First year of world's largest education development impact bond reached 600 schools

The Quality Education India bond, launched in September last year in Gujarat and Delhi, has benefited more than 100,000 students between five and 11 years of age

Indian school students (Photograph: Getty Images)
Indian school students (Photograph: Getty Images)

The world’s largest education development impact bond has helped 30 per cent more children achieve basic literacy and numeracy skills in two areas of India in its first year, the British Asian Trust has said.

The Quality Education India bond, which was launched in September 2018 in Gujarat and Delhi, also helped 40 per cent of the schools on the programme meet or exceed their targets in literacy and numeracy when compared with non-participating schools.

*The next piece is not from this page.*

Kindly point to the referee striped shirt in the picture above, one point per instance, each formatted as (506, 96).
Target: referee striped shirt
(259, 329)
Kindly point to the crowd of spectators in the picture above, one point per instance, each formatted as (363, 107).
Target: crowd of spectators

The programme has reached 600 schools and more than 100,000 students aged five to 11.

The first round of funding for the bond raised $11m (£8.5m), and the charity hoped the bond would double in size to approximately $22m (£16.9m) over the next four years.

The bond’s steering committee comprises the British Asian Trust, the Michael & Susan Dell Foundation, the UBS Optimus Foundation and Tata Trusts, Comic Relief, the Department for International Development, the Mittal Foundation, BT and the Lawrence Ellison Foundation.

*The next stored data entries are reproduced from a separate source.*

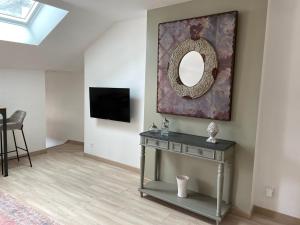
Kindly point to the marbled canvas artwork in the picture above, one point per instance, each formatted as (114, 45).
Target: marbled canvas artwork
(220, 31)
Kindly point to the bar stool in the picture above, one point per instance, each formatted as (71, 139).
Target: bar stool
(15, 122)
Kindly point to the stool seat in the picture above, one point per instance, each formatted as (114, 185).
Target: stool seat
(15, 122)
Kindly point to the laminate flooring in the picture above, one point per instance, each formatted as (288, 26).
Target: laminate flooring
(73, 189)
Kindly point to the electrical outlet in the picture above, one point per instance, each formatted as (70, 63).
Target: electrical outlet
(269, 192)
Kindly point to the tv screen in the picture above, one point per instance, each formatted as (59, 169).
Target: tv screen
(110, 103)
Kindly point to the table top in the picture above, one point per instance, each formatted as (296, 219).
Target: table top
(221, 145)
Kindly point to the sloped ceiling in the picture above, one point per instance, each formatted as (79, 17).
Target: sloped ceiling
(63, 49)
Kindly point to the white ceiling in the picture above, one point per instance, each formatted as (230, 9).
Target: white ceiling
(63, 49)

Richard Hawkes, chief executive of the British Asian Trust, said: "In many ways, year one was a start-up year for both the bond and the NGOs that were testing the concept and allowing for adjustments to make improvements along the way.

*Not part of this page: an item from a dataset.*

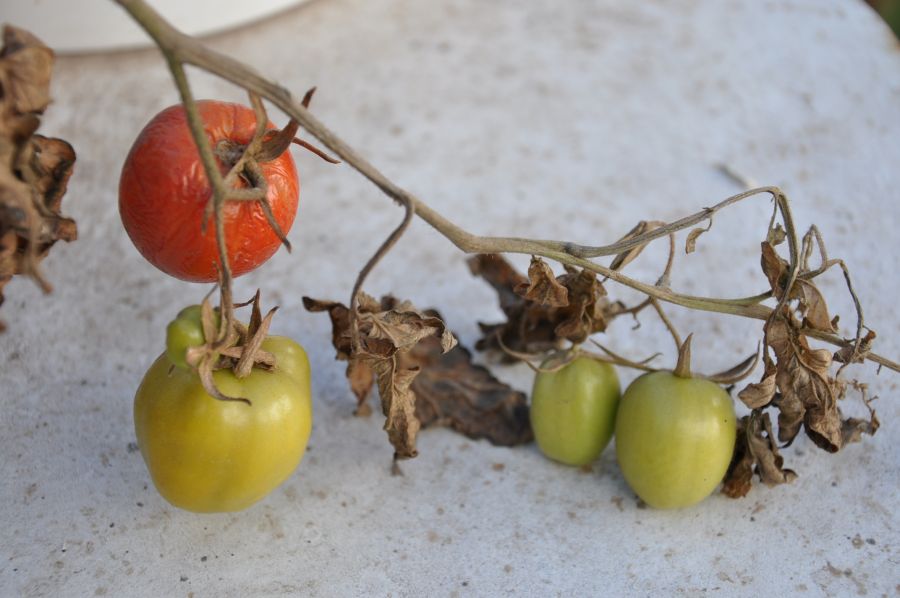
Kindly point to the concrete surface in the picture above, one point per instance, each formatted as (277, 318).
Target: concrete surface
(546, 119)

"The ambition remains that the lessons from the DIB will be used to create an education ‘rate card’, an assessment of costs for tried-and-tested delivery outcomes against funding, to improve the quality of education."

Geeta Goel, country director at the Michael & Susan Dell Foundation, said: "The early signs are that outcome-based funding models, with an incentive attached, have the potential to drive quality in education and attract new forms of capital to sustain it.

"There are a number of key lessons from year one, which will help to inform the remainder of the programme, as well as future DIBs and government policy decisions."